Well I have had friends who didnt like the fact that i had a bf, so you know what, if they have an issue with it, they are truly not friends, friends are there to susport you through anything, so if they are not willing to atleast put it behind them, they are not worthy of my time. And like what was said a few posts up that fight Fire with fireworks, and you have to be mean to people, and thats what happend. When I was in a college town walking out of a gay bar with a few straight friends and my bf, and some guy yelled FAGGOTS! and I just walked up to him said yeah? ever been beat up by one? he said Yeah right, so I broke his nose and his thumb. then I told him to go tell his friends he got the shit kicked outta him by a "Faggot".. It dosent make me mad, that people think like this, mostly because they are less educated in culture, the ones who think of us a "fags" think of Asians as "chinks" or some other degrotory terms for others. Its all about education...
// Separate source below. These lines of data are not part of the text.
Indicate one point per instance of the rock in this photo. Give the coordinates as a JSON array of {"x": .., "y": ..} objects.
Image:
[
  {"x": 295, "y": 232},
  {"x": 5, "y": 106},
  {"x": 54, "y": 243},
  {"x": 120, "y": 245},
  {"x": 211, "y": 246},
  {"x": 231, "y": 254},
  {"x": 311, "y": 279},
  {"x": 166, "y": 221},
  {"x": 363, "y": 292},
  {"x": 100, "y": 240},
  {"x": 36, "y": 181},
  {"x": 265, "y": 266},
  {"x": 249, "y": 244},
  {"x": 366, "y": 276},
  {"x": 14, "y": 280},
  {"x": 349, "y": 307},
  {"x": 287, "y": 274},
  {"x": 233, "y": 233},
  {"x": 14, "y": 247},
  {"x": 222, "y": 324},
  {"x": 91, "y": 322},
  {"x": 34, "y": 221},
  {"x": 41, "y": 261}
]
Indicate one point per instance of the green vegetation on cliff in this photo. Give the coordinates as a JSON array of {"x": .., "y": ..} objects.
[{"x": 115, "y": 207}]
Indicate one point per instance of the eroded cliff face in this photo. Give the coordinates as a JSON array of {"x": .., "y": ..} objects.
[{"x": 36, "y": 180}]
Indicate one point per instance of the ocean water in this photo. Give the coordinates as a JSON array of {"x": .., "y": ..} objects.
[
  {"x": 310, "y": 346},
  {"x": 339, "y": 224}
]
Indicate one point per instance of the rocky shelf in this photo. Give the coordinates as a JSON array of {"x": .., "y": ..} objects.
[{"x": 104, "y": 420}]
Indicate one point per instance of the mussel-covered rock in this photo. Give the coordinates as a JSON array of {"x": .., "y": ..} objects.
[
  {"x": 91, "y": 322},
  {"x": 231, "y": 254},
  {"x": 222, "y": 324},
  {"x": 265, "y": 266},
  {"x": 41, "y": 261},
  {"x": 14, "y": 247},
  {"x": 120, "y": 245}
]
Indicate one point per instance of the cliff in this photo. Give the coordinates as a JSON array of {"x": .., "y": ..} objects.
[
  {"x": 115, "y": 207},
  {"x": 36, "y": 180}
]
ok now ive gone on a rant haha.. but If you cant be yourself around your friends, are they truly your friends? I really found out who my true freinds were when I came out...:D
 
Though I will try to be less 'liberal' with the word, I still think it's reinforcing the whole "I'm a minority, everyone is against me" ideology to get offended when people use 'gay' as 'bad'; especially if you haven't explicitly stated your objection to it in the first place.

If they were using 'faggot' I could understand the frustration, but from my perspective; unless they were doing it purposefully, with malicious intent, substituting 'gay' for 'bad' isn't too much to get worked up about.